Congratulations, you’ve made it to 2019! Whether the past year for you was full of successes or challenges (probably both, right?), you no doubt worked your butt off and deserve some breathing room before jumping back into your infinite to-do list and your org’s annual plan.

Taking time to reflect back on how your efforts went — both quantitatively and qualitatively, internally and externally — is a way to not only give yourself some of that precious breathing room, and some closure to a big year, but it’s also really strategically valuable. Some organizations provide space for reflection and retrospect, but if that isn’t built into the established workflow and culture where you are, it doesn’t mean you can’t make that happen for yourself and your team. We highly encourage you to stop, breathe, and evaluate your efforts.

At ThinkShout, we hold retrospectives after every project. We want to celebrate our wins, learn how to improve, and identify future opportunities. Whether it’s just you as a one-person department, a team, or you have access to your entire staff, take one hour out of this month to come together and reflect on milestones, outputs, process improvements — anything goes:

  • What went well and what can we celebrate? What were the highlights of the year for us and our team?
  • What challenges did we face? Of those challenges, which did we solve, and which still need to be solved?
  • What did we learn that we want to carry into 2019?
  • What next steps will best move these learnings forward?

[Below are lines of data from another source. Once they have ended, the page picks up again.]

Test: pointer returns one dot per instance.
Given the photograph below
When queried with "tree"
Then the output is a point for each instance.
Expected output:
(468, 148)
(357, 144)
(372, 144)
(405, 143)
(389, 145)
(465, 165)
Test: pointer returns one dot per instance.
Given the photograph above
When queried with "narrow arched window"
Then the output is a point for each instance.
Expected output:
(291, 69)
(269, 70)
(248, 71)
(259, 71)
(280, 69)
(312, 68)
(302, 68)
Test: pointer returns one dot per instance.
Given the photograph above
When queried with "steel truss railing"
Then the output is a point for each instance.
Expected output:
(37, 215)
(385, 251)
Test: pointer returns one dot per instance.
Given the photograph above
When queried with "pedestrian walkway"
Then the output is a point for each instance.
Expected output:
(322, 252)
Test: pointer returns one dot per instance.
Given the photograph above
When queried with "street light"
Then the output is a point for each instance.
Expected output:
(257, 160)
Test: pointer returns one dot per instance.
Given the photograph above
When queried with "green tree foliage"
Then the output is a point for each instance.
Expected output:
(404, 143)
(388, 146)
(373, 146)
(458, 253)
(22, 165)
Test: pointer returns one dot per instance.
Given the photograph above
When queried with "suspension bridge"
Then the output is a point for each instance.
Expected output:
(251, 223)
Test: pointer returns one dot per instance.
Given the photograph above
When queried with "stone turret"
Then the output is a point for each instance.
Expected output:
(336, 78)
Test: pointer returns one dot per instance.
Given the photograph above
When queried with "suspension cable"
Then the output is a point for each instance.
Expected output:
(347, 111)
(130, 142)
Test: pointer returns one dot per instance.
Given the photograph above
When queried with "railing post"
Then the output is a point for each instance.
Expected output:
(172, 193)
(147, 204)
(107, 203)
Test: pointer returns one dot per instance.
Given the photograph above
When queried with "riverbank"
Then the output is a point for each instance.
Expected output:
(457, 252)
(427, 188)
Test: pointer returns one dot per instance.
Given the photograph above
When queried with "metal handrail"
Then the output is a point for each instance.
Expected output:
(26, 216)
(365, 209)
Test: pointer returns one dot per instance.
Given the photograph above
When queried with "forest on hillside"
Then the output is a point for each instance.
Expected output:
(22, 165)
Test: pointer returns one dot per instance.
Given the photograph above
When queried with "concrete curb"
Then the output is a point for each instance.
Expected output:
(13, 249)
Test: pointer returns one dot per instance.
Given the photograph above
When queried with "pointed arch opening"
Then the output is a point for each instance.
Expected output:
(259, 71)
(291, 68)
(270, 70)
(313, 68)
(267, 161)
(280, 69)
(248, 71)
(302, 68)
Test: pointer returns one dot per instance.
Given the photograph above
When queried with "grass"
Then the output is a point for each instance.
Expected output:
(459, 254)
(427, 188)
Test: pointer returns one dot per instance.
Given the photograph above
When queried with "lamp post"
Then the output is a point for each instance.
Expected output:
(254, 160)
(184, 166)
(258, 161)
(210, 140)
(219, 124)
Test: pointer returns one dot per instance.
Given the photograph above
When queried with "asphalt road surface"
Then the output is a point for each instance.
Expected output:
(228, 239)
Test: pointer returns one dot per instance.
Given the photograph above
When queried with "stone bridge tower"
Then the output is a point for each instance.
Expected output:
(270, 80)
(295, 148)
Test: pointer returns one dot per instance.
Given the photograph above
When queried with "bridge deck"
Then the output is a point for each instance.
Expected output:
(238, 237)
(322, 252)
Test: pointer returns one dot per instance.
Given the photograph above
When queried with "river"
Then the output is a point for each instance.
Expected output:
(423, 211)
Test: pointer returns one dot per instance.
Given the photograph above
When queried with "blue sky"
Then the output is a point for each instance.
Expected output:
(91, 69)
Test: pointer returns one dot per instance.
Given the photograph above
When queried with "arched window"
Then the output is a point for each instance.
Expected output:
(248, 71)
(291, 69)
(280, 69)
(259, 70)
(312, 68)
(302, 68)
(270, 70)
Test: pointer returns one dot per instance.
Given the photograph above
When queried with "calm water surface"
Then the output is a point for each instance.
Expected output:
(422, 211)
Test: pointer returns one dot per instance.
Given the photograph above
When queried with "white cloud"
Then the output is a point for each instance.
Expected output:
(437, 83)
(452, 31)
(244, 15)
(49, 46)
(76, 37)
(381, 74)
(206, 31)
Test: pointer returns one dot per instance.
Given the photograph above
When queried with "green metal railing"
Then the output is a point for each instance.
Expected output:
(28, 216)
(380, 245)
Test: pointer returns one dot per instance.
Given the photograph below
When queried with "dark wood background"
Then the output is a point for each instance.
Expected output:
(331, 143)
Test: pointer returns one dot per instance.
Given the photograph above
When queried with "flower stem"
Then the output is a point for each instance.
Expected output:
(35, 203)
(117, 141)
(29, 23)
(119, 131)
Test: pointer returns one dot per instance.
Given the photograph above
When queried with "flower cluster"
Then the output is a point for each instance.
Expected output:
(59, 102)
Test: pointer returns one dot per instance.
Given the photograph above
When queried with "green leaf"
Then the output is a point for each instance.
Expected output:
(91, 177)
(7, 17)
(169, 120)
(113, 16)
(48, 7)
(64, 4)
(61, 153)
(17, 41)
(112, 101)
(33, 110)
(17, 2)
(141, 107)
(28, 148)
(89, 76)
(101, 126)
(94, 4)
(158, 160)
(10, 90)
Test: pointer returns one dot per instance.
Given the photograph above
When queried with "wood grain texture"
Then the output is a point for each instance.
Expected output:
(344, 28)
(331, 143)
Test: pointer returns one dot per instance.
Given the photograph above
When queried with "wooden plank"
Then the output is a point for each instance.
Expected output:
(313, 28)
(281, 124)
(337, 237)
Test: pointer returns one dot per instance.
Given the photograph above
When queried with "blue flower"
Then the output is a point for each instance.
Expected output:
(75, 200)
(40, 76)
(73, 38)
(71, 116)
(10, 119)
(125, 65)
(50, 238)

Consider bringing some data to the discussion to enhance your reflections. If you’re not a data-based organization, you can pull simple analytics numbers to inform your discussion and set you on a path of establishing a more data-informed mindset. Did you launch a new site, campaign, communications strategy, or program? Do a quick numbers comparison from before and after to provide some insight into how those efforts went, and to establish baselines from which to measure moving into 2019. To help get you started, here are some of the simple metrics we look at when we launch a new website or campaign:

New Website:

  • In Google Analytics, you can compare pre- and post- launch periods in these reports:
    • New v. Returning Users (Audience>Overview) shows you how many of your visitors are people who’ve been to your site before versus those who are brand-new; you want a healthy ratio of people coming back to your site!
    • Channels (Acquisition>All Traffic) shows you which channels are driving the most visits to your site.
    • All Pages (Behavior>Site Content) shows you the individual pages that get the most pageviews as well as the quality of those views in terms of time on page and bounce/exit rate.
    • Content Drilldown (Behavior>Site Content) provides insight into which sections of your site are most visited.
    • Goals Overview Report (Conversions). Note: this report requires you to set up your goals in Google Analytics first — such as email subscriptions, donations, online actions, and more. If you haven’t done that yet, be sure that this is the year you do!

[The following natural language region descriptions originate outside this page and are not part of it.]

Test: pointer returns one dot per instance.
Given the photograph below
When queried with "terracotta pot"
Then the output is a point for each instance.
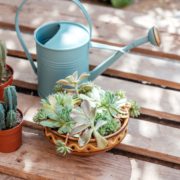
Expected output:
(11, 139)
(7, 83)
(91, 148)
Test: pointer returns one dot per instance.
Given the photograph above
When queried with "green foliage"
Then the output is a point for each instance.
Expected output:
(111, 126)
(135, 109)
(55, 112)
(2, 117)
(112, 103)
(121, 3)
(8, 110)
(84, 110)
(3, 52)
(85, 118)
(62, 148)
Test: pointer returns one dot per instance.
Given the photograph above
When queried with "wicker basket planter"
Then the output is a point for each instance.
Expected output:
(90, 148)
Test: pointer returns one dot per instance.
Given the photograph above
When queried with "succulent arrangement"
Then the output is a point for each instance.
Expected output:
(83, 110)
(4, 74)
(8, 109)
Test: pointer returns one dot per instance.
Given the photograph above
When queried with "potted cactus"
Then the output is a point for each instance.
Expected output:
(6, 72)
(82, 118)
(10, 122)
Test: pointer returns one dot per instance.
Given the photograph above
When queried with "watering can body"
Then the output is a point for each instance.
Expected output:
(58, 61)
(63, 48)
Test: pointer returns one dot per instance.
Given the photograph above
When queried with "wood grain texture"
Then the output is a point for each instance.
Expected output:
(161, 100)
(147, 171)
(36, 159)
(134, 67)
(103, 18)
(137, 67)
(144, 138)
(7, 177)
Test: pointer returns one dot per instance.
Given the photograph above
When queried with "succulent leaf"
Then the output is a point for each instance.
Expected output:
(2, 117)
(85, 137)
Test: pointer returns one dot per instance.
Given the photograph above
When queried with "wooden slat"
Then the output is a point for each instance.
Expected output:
(105, 20)
(147, 171)
(131, 67)
(140, 50)
(37, 159)
(144, 138)
(7, 177)
(148, 97)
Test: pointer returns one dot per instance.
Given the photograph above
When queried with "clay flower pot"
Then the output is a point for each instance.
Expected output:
(11, 139)
(7, 83)
(90, 148)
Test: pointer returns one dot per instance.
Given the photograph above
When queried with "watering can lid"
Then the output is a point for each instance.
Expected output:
(66, 36)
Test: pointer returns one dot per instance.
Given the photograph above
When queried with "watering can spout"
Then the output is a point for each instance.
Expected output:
(153, 37)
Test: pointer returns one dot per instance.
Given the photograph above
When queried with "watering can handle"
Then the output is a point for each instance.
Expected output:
(77, 2)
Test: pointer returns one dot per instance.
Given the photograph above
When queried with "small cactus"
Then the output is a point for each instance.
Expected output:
(8, 110)
(3, 53)
(10, 98)
(2, 117)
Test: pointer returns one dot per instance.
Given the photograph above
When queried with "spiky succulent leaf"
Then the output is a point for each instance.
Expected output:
(85, 137)
(101, 141)
(50, 123)
(40, 115)
(2, 117)
(11, 119)
(135, 109)
(61, 148)
(3, 52)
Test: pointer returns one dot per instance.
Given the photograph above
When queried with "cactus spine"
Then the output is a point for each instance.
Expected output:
(2, 117)
(3, 53)
(8, 110)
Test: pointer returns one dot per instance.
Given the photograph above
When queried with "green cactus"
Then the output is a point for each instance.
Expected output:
(2, 117)
(10, 98)
(9, 113)
(3, 53)
(11, 119)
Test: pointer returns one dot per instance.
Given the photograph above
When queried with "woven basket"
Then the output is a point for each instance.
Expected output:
(90, 148)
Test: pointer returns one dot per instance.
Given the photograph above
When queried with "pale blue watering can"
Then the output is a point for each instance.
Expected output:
(63, 48)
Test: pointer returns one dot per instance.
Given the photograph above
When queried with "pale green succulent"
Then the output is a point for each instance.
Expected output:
(84, 110)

  • In Google Analytics, Tag Manager, and/or AdWords, you can compare recurring campaigns year-over-year to see how your landing page is performing by focusing on:
    • Channel acquisition. Note: for any paid ads you do outside of AdWords, you can use Google Tag Manager to set up UTM links to track your ad variations.
    • Total pageviews.
    • Time on page.
    • Scroll depth (Tag Manager can help you create Events to track this).
    • Conversions (remember that this report requires you to set up your goals in Google Analytics first).
  • For marketing channels such as social media and/or email, you can also pull basic stats (likes/clicks/comments in social and open/click rate in email).

These metrics are all easily accessible from your reporting tools and are a great starting point to understand how your digital efforts are doing quantitatively.

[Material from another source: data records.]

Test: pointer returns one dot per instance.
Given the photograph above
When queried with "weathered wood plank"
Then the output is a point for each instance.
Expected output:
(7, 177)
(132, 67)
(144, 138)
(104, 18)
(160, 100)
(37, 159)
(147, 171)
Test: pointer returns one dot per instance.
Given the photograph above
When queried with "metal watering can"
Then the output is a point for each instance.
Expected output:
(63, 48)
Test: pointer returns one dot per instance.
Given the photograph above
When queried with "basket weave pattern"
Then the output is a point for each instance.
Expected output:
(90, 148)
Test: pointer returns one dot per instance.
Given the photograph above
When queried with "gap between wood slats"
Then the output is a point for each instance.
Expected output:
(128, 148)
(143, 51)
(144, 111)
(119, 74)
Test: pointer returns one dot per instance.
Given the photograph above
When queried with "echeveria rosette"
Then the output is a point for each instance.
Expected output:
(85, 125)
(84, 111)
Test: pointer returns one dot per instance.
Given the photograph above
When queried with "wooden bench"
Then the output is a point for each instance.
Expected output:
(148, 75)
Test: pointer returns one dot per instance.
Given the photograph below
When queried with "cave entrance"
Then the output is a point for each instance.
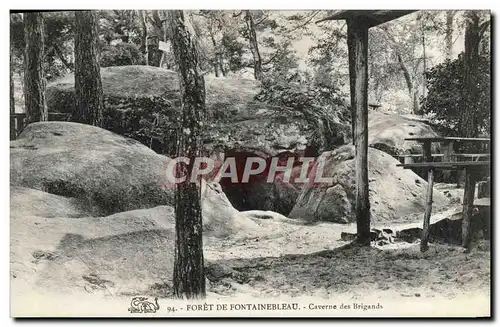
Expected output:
(257, 194)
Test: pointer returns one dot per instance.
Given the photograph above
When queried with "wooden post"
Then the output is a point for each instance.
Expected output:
(428, 209)
(426, 156)
(447, 157)
(470, 187)
(408, 159)
(357, 39)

In case you’re feeling crunched for time, you can simplify the process. Instead of trying to find the time to meet with your team, build a quick survey in Google Forms or Survey Monkey to gather and share individual feedback. While IRL conversation is always best and sparks additional insights and learnings, just providing an opportunity to reflect can start the new year off right, and be a first step toward establishing a stronger learning culture.